Seasonal nitrogen cycling plays a key role in the overall nitrogen budget of poplar and has a significant impact on new growth and biomass yield. The lab is using protein, metabolic, and systems engineering to enhance the synthesis and storage of nitrogen-rich metabolites and to rewire the signaling between nitrogen utilization and storage to improve Nitrogen Use Efficiency (NUE). The outcomes will increase biomass yields and enhance efficient downstream processing to advance the long-term sustainability of poplar as a plant feedstock for bioproducts.

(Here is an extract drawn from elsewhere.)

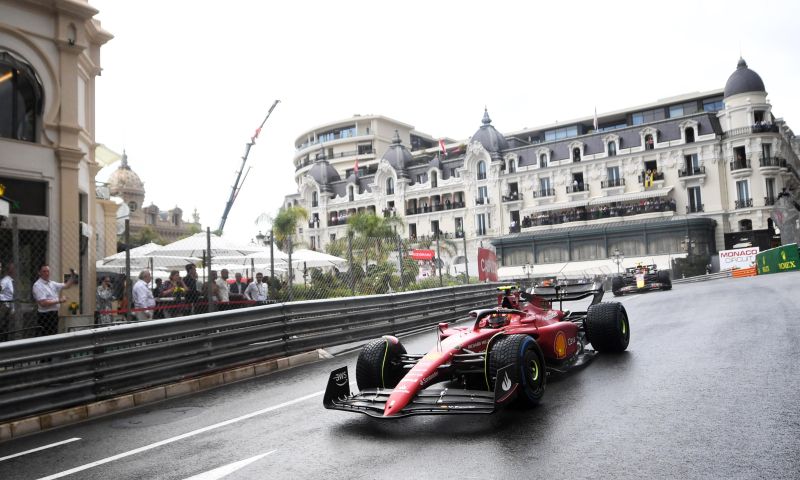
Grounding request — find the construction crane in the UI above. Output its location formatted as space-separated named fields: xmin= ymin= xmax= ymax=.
xmin=217 ymin=100 xmax=280 ymax=235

Improve plant response to abiotic stress

A barrier to the broad adoption of plant feedstocks is lignin – a phenolic-based polymer that provides rigidity and strength to plant tissues, but which must be removed from pulp to extract economically attractive products. Low lignin plants have displayed enhanced product yields, but are prone to metabolic stress since they cannot as readily cope with a host of abiotic challenges, especially constant exposure to UV radiation. Interestingly, transgenic poplar lines in which the expression of UVR8, the green plant photoreceptor for harmful UV-B radiation, display enhanced growth.  Ecophysiologic, metabolomic and structure-function investigations of genetically engineered poplar and their receptor-protein interactions will help to decipher the mechanisms whereby low-lignin plants respond to UV stress, and how the UVR8 receptor influences growth. The results will inform engineering approaches to boost acclimation and fitness of poplar as an attractive resource for the bioeconomy.

Enhance Soluble Protein Production

The lab also has a long-standing interest in improving the production of therapeutic proteins in bacterial and mammalian cell cultures. They are using modern genome-engineering approaches to rewire cell circuits to improve the production of therapeutic proteins. Their goal is to establish cell lines that enhance soluble protein production for a range of therapeutic protein targets.